Dosya içeriğine göre davalı …. şirketinde çifte bordro sisteminin bulunduğunun davalı şirket vekili tarafından kabul edildiği ayrıca davalılardan …. şirketlerinin davacının asgari ücretle çalıştığını savunmaları karşısında davacının ücret miktarının taraflar arasında uyuşmazlık konusu olduğu, hesabın unsuru olan ücretin tartışmalı hale geldiği açıktır. Ücretin tartışmalı olması, kıdem ve ihbar tazminatı ile yıllık ücretli izin alacağını belirsiz kılar. Davacının bu nedenle HMK 107. maddesi gereğince belirsiz alacak davası açmakta hukuki yararı vardır. Mahkemece ihbar tazminatı ve yıllık izin ücreti taleplerinin hukuki yarar yokluğu nedeni ile reddine karar verilmesi hatalıdır.
Kaldı ki somut uyuşmazlıkta olan tazminat ve alacaklar hesap raporu ile belirlenmiş, davacı vekili ıslah sureti ile belirlenen miktarları talep etmiş ve bu şekilde tamamlanabilir dava şartı olan hukuki yarar şartı gerçekleşmiştir. Alacak belirli olsa bile hukuki yarar şartı yargılama sırasında tamamlanmıştır.
3- Davalı … ile diğer davalılar arasında asıl işveren- alt işveren ilişkisinin olduğu kabul edilerek hüküm altına alınan alacaklardan davalı …. şirketinin de sorumlu olduğunu karar verilmiş ise de davalı … ile …. şirketlerinin …. ortak girişimi olarak …. yapım işini üstlendikleri ancak projenin kaba inşaat işlerinin davalı …. şirketleri tarafından üstlenilerek ihale ile alt işveren …. şirketine hizmet alım sözleşmesi düzenlenerek verildiği, davalı … şirketnin ise projenin farklı işlerini yürüttüğü, davacının ortaklığı oluşturan …. şirketleri tarafından yürütülen işlerde alt işveren işçisi olarak çalıştığı, …’un davacının çalışmaları yönünden asıl işveren konumu bulunmadığı ve kendisine husumet yöneltilemeyeceği anlaşıldığından davalı …. yönünden husumet nedeni ile ret kararı verilmemesi isabetsizdir.

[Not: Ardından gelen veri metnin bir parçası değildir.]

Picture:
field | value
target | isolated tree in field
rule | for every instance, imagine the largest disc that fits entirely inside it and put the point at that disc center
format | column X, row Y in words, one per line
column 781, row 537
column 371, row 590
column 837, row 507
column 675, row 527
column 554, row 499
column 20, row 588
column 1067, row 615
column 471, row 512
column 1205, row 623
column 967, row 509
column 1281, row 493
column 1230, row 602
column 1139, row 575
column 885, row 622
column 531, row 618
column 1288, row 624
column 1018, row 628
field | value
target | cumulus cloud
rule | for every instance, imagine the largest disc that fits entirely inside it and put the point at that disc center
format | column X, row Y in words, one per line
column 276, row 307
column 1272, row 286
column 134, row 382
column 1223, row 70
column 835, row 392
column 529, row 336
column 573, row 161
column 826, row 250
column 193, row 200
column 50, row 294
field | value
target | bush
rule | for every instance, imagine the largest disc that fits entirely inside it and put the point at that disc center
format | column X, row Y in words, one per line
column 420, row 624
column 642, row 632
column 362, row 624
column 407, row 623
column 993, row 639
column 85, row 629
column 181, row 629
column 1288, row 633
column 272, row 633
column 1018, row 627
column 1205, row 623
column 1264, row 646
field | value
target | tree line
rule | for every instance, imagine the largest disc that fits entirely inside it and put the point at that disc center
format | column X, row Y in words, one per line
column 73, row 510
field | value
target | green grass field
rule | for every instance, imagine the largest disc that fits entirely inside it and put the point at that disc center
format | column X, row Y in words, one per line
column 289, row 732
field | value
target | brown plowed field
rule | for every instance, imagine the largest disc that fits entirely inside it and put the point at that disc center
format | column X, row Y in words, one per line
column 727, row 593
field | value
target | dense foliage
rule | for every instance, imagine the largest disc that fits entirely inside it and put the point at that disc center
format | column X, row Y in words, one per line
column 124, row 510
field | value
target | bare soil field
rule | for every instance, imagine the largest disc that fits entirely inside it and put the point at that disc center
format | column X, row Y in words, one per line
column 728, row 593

4-Davalı …. yönünden açılan davanın, …. sorumlu olmadığı gerekçesiyle reddine karar verilmiştir. Ancak davalı …., diğer davalılara anahtar teslimi iş yaptırdığı ve ihale makamı olduğu, bu nedenle kendisine husumet yöneltilemeyeceği ve davanın husumetten reddine karar verilmesi ve davalı bakanlık lehine maktu avukatlık ücreti takdir edilmesi gerekir. Yazılı şekilde ret kararı ile nisbi vekalet ücretine hükmedilmesi usule aykırıdır.
F) Sonuç:
Temyiz olunan kararın, yukarıda yazılı sebeplerden dolayı BOZULMASINA, peşin alınan temyiz harcının istek halinde ilgililere iadesine, 09.03.2016 tarihinde oybirliğiyle karar verildi.